How Jules Baculard is positioning Adzap for publishers
The strongest part of Adzap’s positioning is that it speaks directly to publisher outcomes.
Publishers do not only want clicks. They want qualified players. They want better wishlist quality. They want stronger launch conversion. They want clearer campaign reporting. They want to know whether their budget is creating future revenue or just temporary noise.
Jules Baculard is building Adzap around those needs.
For large publishers, better attribution can help improve the efficiency of major campaigns. For smaller studios, better acquisition tools can help level the playing field by making limited marketing budgets work harder. For mid-sized teams, Adzap can support a more disciplined approach to scaling demand before launch.
This is important because many PC and console publishers cannot afford to rely on guesswork. A launch window is short. Competition is intense. Marketing budgets are under pressure. If a campaign is not producing high-intent players, publishers need to know quickly.
That is where performance marketing becomes more than a buzzword. It becomes a way to reduce waste, learn faster, and build momentum with better information.
What Adzap says about the future of game publishing
The rise of Adzap points to a bigger shift in game publishing. The future of PC and console marketing is likely to be more data-driven, more audience-focused, and more performance-aware.
This does not mean creativity will matter less. In fact, it may matter more. Better data does not replace a great game, a strong trailer, or a clear creative identity. It helps publishers understand which creative ideas are connecting with players.
The same is true for community. A loyal community remains one of the strongest assets a game can have. But publishers need ways to connect community interest with measurable growth. They need to understand how social attention, store page visits, wishlists, follows, and purchases relate to one another.
That is the type of infrastructure Adzap is trying to build.
In a crowded market, publishers will increasingly need to own more of their growth process. They cannot depend entirely on storefront algorithms or launch-day hope. They need systems that help them identify the right audience, nurture that audience, and bring players back when purchase intent is highest.

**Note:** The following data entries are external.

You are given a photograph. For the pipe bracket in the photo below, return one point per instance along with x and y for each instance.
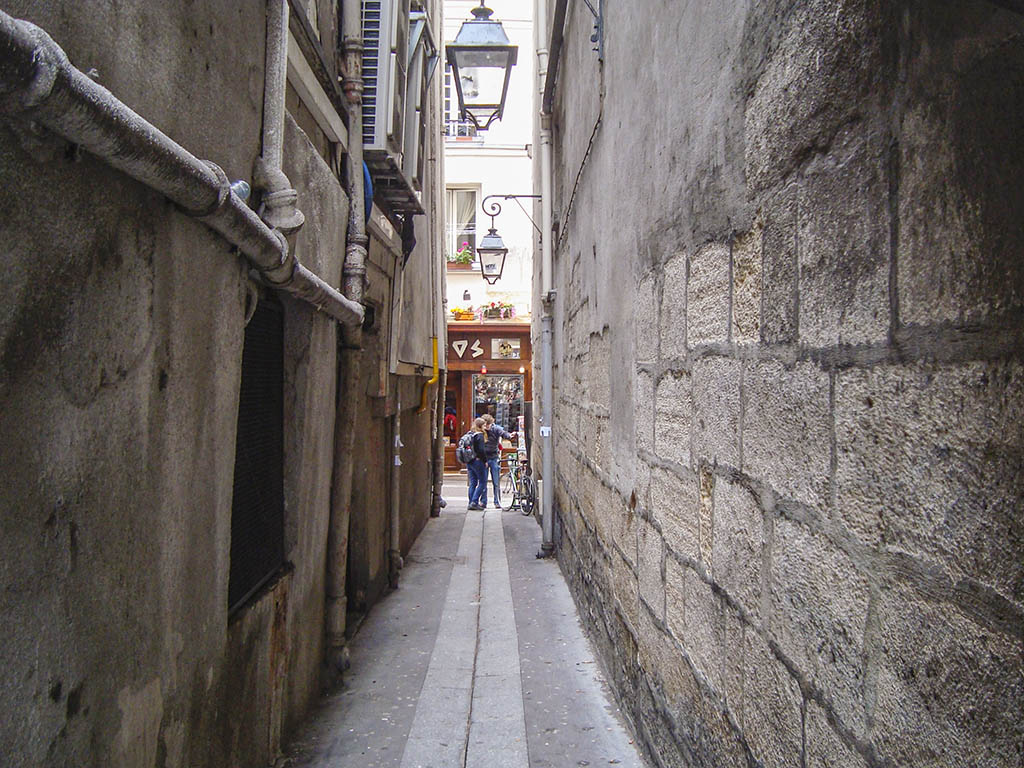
(223, 192)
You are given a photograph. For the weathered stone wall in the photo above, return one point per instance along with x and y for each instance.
(121, 334)
(790, 380)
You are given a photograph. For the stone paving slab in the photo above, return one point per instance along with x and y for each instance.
(478, 659)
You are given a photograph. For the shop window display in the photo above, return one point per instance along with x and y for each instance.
(500, 395)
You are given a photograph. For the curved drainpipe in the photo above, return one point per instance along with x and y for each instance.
(431, 381)
(38, 82)
(349, 389)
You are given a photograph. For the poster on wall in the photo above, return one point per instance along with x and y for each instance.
(505, 349)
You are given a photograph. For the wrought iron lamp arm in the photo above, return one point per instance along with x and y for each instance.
(495, 208)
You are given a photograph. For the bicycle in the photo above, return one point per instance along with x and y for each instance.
(518, 487)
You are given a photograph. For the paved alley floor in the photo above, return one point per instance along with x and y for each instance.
(477, 659)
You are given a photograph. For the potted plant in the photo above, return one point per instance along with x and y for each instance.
(498, 310)
(461, 259)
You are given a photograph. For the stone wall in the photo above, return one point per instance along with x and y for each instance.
(790, 377)
(121, 335)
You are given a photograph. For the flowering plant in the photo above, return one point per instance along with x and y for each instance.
(501, 309)
(463, 256)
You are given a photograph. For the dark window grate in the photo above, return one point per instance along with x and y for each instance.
(258, 499)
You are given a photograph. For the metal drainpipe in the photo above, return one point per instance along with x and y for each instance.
(38, 83)
(546, 69)
(278, 207)
(349, 399)
(394, 552)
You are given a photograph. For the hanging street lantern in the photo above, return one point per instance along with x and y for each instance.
(492, 253)
(481, 60)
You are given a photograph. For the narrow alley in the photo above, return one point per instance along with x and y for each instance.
(478, 659)
(729, 294)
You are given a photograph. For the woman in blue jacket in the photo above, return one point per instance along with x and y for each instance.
(477, 468)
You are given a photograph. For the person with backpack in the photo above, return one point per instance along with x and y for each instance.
(493, 434)
(471, 452)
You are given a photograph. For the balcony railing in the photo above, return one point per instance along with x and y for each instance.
(460, 129)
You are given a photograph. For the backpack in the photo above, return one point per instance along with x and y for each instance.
(464, 451)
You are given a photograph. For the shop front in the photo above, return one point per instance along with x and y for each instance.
(488, 372)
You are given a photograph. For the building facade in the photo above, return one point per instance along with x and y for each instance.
(489, 356)
(788, 378)
(170, 456)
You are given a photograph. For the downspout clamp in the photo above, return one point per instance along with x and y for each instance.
(38, 83)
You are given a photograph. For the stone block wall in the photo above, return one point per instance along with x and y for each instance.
(791, 499)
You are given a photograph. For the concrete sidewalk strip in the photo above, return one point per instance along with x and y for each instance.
(498, 728)
(437, 738)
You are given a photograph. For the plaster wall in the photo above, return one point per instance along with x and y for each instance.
(790, 379)
(121, 332)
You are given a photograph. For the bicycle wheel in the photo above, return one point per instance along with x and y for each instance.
(527, 496)
(508, 491)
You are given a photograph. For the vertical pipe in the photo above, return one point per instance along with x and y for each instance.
(279, 199)
(547, 294)
(349, 392)
(547, 506)
(274, 82)
(394, 552)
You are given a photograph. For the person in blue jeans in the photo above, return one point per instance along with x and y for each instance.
(477, 468)
(493, 435)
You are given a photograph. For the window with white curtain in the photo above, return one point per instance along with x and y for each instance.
(461, 226)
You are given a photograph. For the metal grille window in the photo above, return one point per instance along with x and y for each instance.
(258, 500)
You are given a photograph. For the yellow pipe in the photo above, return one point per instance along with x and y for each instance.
(433, 380)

For Jules Baculard, this creates a clear opportunity. By applying lessons from mobile user acquisition to PC and console publishing, he is working on a problem that is becoming more urgent every year.
Why Jules Baculard’s achievement stands out
The achievement behind Jules Baculard and Adzap is not only that he is building a gaming startup. It is that he has identified a gap between two parts of the gaming industry.

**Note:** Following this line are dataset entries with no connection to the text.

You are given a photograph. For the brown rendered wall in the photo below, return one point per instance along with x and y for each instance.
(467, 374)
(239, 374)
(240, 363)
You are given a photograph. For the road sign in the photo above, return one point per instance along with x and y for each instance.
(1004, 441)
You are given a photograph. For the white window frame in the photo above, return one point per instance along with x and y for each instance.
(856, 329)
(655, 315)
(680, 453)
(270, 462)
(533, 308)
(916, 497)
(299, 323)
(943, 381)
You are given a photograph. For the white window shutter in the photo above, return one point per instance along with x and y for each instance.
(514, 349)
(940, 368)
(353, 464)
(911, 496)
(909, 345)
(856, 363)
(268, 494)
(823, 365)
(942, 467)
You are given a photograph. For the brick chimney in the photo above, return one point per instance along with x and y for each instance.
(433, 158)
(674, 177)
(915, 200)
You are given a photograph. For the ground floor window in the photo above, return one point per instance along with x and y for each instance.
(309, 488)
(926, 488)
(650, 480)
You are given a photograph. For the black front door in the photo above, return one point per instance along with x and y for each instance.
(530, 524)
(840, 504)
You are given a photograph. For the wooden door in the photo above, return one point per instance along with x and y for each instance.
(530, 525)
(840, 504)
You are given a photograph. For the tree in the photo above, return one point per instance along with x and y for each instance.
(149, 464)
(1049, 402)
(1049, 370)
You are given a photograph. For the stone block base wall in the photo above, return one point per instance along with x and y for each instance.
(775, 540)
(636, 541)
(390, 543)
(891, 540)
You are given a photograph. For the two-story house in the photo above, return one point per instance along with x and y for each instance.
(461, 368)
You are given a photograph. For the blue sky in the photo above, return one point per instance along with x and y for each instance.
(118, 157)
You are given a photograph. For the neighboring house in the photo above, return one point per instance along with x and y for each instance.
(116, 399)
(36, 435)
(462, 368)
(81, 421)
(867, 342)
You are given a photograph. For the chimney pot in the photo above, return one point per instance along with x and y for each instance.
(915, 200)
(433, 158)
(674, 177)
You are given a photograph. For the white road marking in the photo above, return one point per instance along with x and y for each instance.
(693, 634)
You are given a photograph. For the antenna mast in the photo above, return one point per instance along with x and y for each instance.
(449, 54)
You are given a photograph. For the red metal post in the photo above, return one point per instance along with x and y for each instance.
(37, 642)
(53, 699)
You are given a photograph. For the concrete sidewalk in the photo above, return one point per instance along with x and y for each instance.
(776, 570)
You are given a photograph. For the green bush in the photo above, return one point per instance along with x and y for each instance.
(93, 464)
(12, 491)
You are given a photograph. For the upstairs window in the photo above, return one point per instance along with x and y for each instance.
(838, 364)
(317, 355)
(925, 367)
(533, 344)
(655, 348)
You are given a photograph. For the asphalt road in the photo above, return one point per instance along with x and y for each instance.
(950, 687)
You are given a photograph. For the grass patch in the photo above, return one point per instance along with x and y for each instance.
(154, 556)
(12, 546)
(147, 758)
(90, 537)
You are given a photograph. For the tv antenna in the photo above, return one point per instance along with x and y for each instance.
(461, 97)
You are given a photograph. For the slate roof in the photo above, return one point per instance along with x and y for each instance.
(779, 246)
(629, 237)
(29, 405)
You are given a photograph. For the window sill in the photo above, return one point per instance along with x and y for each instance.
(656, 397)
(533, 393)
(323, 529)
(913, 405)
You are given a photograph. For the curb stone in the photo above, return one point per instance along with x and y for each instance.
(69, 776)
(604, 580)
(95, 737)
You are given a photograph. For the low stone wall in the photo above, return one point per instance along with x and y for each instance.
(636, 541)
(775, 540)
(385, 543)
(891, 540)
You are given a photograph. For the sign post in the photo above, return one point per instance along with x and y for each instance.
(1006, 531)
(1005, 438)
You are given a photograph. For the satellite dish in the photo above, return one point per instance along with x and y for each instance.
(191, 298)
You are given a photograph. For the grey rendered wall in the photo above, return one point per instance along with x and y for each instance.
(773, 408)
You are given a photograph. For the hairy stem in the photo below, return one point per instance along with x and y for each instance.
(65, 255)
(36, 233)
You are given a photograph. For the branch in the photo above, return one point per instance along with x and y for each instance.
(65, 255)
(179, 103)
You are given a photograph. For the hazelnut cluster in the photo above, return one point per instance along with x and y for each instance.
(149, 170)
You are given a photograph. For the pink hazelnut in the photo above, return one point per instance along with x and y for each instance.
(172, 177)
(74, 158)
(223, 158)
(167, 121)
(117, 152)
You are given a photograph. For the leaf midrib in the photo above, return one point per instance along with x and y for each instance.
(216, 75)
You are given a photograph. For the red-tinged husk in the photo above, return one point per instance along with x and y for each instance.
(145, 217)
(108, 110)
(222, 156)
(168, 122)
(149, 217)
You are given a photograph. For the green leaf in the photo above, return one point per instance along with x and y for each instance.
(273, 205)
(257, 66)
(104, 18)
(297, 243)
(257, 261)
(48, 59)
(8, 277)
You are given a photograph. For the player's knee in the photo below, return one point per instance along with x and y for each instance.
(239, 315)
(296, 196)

Mobile gaming has built powerful systems for acquisition and measurement. PC and console publishers have deep creative strengths, passionate communities, and high-value audiences. Adzap sits between those worlds, bringing performance marketing discipline into a market where discovery is getting harder.

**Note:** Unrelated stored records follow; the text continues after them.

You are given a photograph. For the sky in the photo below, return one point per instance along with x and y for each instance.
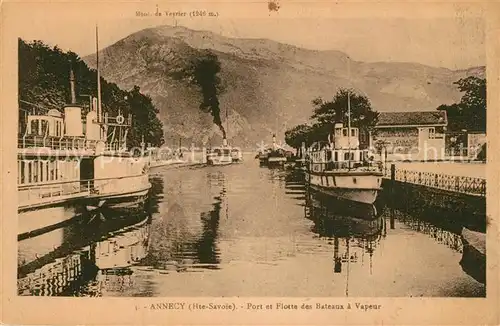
(451, 41)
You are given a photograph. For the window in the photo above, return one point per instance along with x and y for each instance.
(34, 127)
(45, 127)
(23, 166)
(432, 133)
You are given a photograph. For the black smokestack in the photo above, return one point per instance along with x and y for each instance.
(72, 83)
(205, 73)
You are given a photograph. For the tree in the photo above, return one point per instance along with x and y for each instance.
(203, 71)
(44, 81)
(336, 111)
(470, 113)
(297, 135)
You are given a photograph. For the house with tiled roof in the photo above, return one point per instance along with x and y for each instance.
(411, 135)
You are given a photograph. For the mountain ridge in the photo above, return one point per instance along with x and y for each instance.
(268, 86)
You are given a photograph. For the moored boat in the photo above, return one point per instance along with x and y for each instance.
(75, 157)
(473, 260)
(342, 170)
(220, 155)
(236, 155)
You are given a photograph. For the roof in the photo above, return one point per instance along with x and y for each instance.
(419, 118)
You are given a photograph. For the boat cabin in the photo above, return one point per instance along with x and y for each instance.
(340, 152)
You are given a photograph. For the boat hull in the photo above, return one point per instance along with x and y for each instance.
(42, 220)
(360, 187)
(117, 201)
(364, 196)
(219, 162)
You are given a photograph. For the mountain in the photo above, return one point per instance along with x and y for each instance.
(267, 86)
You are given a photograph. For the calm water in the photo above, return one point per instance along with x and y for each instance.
(243, 230)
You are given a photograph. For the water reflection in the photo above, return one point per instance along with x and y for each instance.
(243, 231)
(352, 237)
(181, 242)
(110, 246)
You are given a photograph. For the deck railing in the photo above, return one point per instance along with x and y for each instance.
(43, 194)
(459, 184)
(56, 143)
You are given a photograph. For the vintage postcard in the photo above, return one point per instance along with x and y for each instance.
(250, 162)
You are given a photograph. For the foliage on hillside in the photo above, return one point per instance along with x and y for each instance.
(44, 81)
(203, 71)
(327, 113)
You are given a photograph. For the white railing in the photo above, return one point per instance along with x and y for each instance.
(120, 184)
(44, 194)
(56, 143)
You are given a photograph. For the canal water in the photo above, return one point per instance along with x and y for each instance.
(245, 230)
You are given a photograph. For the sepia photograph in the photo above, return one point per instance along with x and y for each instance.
(179, 151)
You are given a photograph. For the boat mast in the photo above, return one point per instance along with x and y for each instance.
(349, 112)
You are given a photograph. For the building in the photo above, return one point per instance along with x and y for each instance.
(410, 135)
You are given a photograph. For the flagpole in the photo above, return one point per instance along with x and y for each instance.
(349, 111)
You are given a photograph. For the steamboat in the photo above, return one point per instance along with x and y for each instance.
(74, 159)
(273, 156)
(341, 169)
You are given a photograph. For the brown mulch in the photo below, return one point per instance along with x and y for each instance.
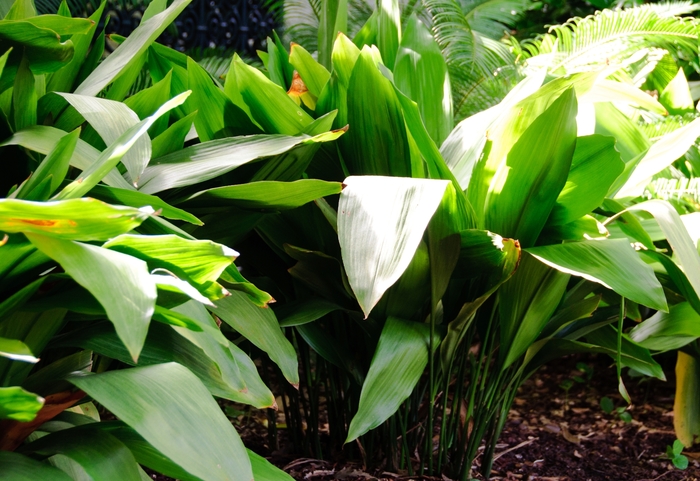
(550, 435)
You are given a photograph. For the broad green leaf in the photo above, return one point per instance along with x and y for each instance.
(259, 326)
(63, 79)
(466, 142)
(263, 470)
(130, 51)
(215, 112)
(101, 455)
(73, 219)
(676, 95)
(173, 138)
(135, 199)
(377, 143)
(199, 261)
(526, 303)
(24, 97)
(388, 30)
(298, 313)
(41, 46)
(269, 104)
(185, 425)
(421, 73)
(146, 454)
(605, 90)
(111, 120)
(609, 262)
(686, 406)
(332, 22)
(18, 404)
(22, 468)
(397, 365)
(211, 159)
(660, 155)
(314, 75)
(113, 154)
(54, 165)
(381, 221)
(16, 350)
(43, 139)
(594, 167)
(265, 194)
(121, 283)
(674, 230)
(666, 331)
(525, 188)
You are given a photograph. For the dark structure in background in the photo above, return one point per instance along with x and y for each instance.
(238, 25)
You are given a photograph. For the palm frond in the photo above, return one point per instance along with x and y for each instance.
(493, 18)
(604, 38)
(464, 48)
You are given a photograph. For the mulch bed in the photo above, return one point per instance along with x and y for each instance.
(550, 435)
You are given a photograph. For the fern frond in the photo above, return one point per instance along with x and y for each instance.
(493, 18)
(465, 48)
(610, 35)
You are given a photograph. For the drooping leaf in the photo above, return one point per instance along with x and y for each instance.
(73, 219)
(259, 326)
(121, 283)
(381, 221)
(185, 425)
(525, 188)
(397, 364)
(18, 404)
(610, 262)
(130, 51)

That makes the company’s mission timely.
For publishers, the old growth model is no longer enough on its own. A game cannot simply appear on a platform and expect the right audience to find it. Launch success now requires sharper planning, better audience signals, stronger retargeting, and more reliable attribution.
Jules Baculard is building Adzap around that reality. His work shows how gaming founders can create value not only by making games, but by improving the systems that help games reach players.
In a market filled with talented studios and endless new releases, solving player acquisition is not a side problem. It is one of the biggest challenges shaping the future of PC and console publishing.